A nota surrealista, no entanto, era outra: era estupefaciente ver a tropa toda a sustentar que, naquela hora, faltava água na torneira dos paulistas. E, como é sabido, não faltava. Das 1.200 cidades com crise de abastecimento no país, só oito estão no Estado — em áreas em que a Sabesp não atua. Uma delas é Guarulhos, cujo sistema é municipalizado. A cidade é administrada pelo PT há 14 anos.
E a nota que ultrapassou o limite do escândalo factual foi dada por Padilha.
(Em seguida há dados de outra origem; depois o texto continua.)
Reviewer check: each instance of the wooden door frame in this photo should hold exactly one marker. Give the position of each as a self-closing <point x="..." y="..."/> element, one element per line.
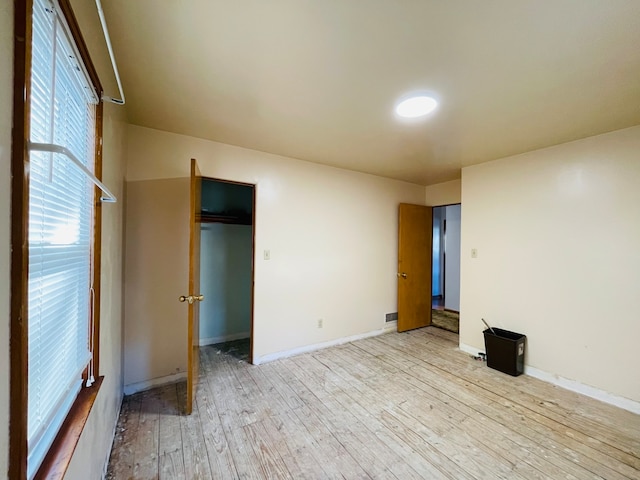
<point x="254" y="187"/>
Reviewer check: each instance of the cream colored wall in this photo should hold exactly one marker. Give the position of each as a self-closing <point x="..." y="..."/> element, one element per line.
<point x="332" y="235"/>
<point x="94" y="447"/>
<point x="446" y="193"/>
<point x="557" y="232"/>
<point x="6" y="100"/>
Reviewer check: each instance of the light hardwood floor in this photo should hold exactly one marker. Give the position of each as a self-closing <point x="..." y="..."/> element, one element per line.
<point x="398" y="406"/>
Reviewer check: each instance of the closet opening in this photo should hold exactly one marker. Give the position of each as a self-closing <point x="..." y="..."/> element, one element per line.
<point x="227" y="266"/>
Segundo o petista, o sistema de concessões de estradas do governo federal é superior ao vigente em São Paulo. É mesmo? Atenção! Este estado tem 9 das 10 melhores rodovias do país. Querem mais? Nada menos de 93,7% dos 6.252 km sob concessão privada foram considerados ótimos ou bons em 2013; 6% foram tomados como regulares, e apenas 0,3% eram ruins. Esses números são meus? Não! Da CNT, a Confederação Nacional dos Transportes.
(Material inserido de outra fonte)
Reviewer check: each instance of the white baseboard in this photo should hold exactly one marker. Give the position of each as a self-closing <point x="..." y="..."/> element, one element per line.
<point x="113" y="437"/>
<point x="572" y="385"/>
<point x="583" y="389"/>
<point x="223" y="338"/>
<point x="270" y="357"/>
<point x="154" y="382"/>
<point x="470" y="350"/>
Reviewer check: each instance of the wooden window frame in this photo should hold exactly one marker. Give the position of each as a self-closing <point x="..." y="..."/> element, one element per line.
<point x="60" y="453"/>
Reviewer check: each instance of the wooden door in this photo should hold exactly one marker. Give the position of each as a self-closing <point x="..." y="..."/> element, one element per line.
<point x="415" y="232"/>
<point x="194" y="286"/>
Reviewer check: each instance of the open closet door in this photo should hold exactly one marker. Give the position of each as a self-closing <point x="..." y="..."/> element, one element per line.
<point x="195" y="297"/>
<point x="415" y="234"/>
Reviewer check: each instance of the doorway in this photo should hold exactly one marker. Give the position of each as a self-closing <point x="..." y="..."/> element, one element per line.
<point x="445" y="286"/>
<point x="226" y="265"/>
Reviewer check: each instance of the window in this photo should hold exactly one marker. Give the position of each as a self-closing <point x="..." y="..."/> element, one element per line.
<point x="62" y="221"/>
Já o governo federal tentou três marcos regulatórios para fazer suas concessões e deu com os burros n’água. Conseguiu juntar o ruim ao desagradável: antes, havia estradas federais com buraco e sem pedágio. Hoje, existem estradas com buraco e com pedágio.
Segundo todas as pesquisas, Alckmin venceria hoje a disputa no primeiro turno. Acho que o debate demonstrou por quê.